With the impacts of an ageing population understood, it is the job of various jokers, I mean politicians to manage these impacts and decrease their effects. These are the various ways in which people have dealt with an ageing population in the past:

  • Encourage larger families – Larger families means more younger people, decreasing the impacts of an ageing population. The Swedish government, for example, encouraged larger families by offering both parents 18 months leave for a child.
  • Raising retirement age – By raising the retirement age, more people are classed within the working population which raises the state pension for those retired.
  • Encourage immigration of working population – With more people contributing to the state, more people are paying taxes into the country which will raise the state pension for those retired, reducing the impact of an ageing population (less elderly people in poverty).
  • Increasing health care provision – With more people trained as carers, more hospices and hospitals, the problem of poor health and poverty within the elderly is eased at least.

Once again the UK as a case study can be used as evidence for how an ageing population is managed:

  • Age of retirement age is increased – Currently, the age of retirement in the UK (as I know it!?) is 65 for both men and women (women increased from 60 to 65 in 2010).
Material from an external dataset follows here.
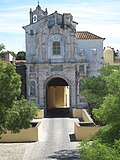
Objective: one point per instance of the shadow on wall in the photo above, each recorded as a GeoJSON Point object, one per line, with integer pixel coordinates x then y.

This is set to increase to 68 by 2045 if current legislation stays the same – do they ever stay the same?!?!
  • Encourage immigration – The Labour government set out ‘unlimited immigration’ to those countries who joined the EU in 2004 – eg Poland. This increases the size of the working population, which increases the state pension for those retired.
  • Encourage women to have children – New UK pension proposals state that women will not lose out on state pensions in any way if maternity leave in pursued. David Cameron has also hinted to create a ‘marriage benefit’, increasing the amount of families in the UK.